Does housing make the homeless healthier?

 

Stephen Hwang explores the nuances of an “incredibly complex problem”

The research findings are clear — people who are homeless in our cities have more and worse health problems than people who are in better circumstances. This has been proven by U of T professor and St. Michael’s Hospital clinician and scientist Stephen Hwang and others through numerous studies.

“Homeless people have a higher prevalence of mental illness, addictions and a variety of physical health problems that are often inadequately treated or controlled,” says Hwang. “And they suffer from a high level of disability at a prematurely early age.”

But that information leads to a difficult question: do health problems cause these people to become homeless or did their state of being homeless cause them to have the health problems?

“It’s a vicious cycle that includes both forces,” notes Hwang. “Homelessness is an incredibly complex problem.”

Understanding that complexity has been at the core of Hwang’s work since he joined St. Michael’s in 1996 to spearhead the Centre for Research on Inner City Health. Hwang is one of a growing number of researchers and policy makers who emphasize that homelessness is the result of many factors in society — and that helping to get people out of a homeless state can only be accomplished by pulling the problem apart from many angles.

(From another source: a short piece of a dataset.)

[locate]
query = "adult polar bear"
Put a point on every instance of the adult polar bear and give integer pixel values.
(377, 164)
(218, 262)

Hwang’s investigation into homelessness is not theoretical. He is a physician who treats homeless men at Seaton House, the largest homeless shelter in Toronto. He uses the front-line knowledge he gains in this work to inform his role as a scientist and U of T professor in the Department of Medicine and the Dalla lana School of Public Health. Early in 2013, St. Michael’s appointed him as its inaugural chair in homelessness, housing and health.

Hwang and colleagues across the country are currently conducting a mammoth project called At Home/Chez Soi (AH/CS) that is testing intervention methods to meet the needs of homeless people with mental illness in five Canadian cities.

Working from a model called Housing First that has been tried in the United States, the AH/CS initiative is founded on a key principle, says Hwang: “Housing is a first step to enabling a person who is homeless to achieve better health.”

And essential to the transition to improved health is a major next step after quality housing has been provided — appropriate supports in the community. “This is a fundamental realization that has changed the way we think about treating people who are homeless. Provide housing and then work with them to help them achieve their goals. This allows people to realize, for example, ‘OK, now that I have housing, my goal is to not use crack every day.’ Through research, we know that once people have a house, they realize there is a possibility for changing their lives. Having hous- ing makes that possible.”

Hwang notes that getting people housing and support is an important first step in a long road of change. “We see small, gradual improvements rather than miraculous transformations. There is no panacea. But change for these individuals is absolutely possible and real.”